It has been quite a while now since we met, I hope you remember.
When we arrived at your place in the forest we had just started our longest trip yet. The lands we travelled through were spectacular, but your home at San Jo never left me. A drowsy bear crossed the long gravel road. The dripping woods, the soft green mossy grass, the branches of trees blocking the way.
We parked the car in an overgrown site with rotten plastic chairs. I walked around, puzzled. There were weather worn bases of a large, unfinished building. A broken car, a shed, and a cabin with smoke coming out of the chimney. Dark trees crept in on the open space - wall-like, suffocating.
From the steps that led up to the door of your cabin I saw the interior reflecting the haunted outside: an unmade bed in the corner, a wood stove, faded postcards on the beams that supported a sooty ceiling. The small desk at the dirty window was covered with papers and pictures of cougars and bears.

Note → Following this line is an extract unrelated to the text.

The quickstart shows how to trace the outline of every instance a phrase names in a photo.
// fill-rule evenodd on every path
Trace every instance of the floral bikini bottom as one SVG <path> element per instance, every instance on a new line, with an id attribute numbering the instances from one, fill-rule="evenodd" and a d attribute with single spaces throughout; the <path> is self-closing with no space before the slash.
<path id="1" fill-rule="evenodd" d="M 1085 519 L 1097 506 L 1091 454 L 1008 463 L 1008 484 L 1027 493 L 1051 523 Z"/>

Then you stood behind me, your hands black with dirt, smiling. You seemed happy to have guests so late in the season. You showed us the dark lake that adjoined the campground, and a short cut along a muddy path to the beach, where we found sand dollars in the surf. How have you been? Did you get a chance to work on the hostel again? Or have you really given up that dream? Did you get through the winters all right?

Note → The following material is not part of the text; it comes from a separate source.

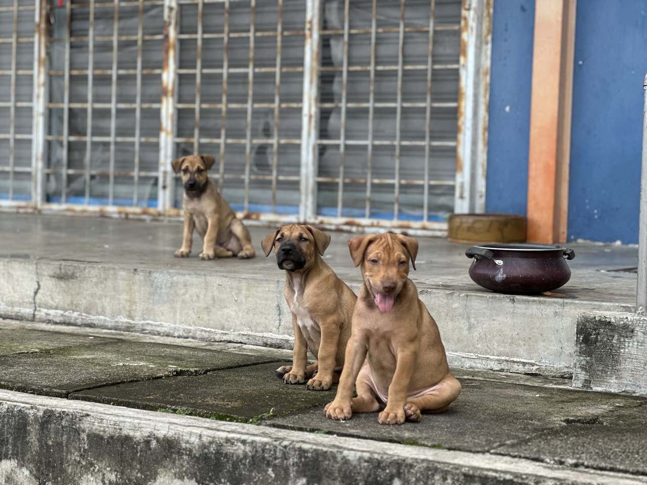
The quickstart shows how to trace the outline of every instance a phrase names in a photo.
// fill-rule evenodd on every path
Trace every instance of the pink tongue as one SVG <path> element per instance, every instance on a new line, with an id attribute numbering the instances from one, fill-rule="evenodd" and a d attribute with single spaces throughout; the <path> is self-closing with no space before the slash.
<path id="1" fill-rule="evenodd" d="M 382 295 L 379 293 L 375 297 L 375 305 L 380 312 L 388 312 L 393 306 L 393 295 Z"/>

When we left in the morning you made me promise to send you a postcard. I bought one as soon as we got home. It was only then that I found out I had lost your address. The card got buried in a drawer, but I never forgot about you or San Jo. Now it's time to track you down. But no matter what I try, your campground seems to have disappeared from the map. I'm sending this letter, along with the card and some pictures to the Holberg post office. I sure hope to find you this way. Because the forest calls. I long to breathe the damp air and learn to live in the wild.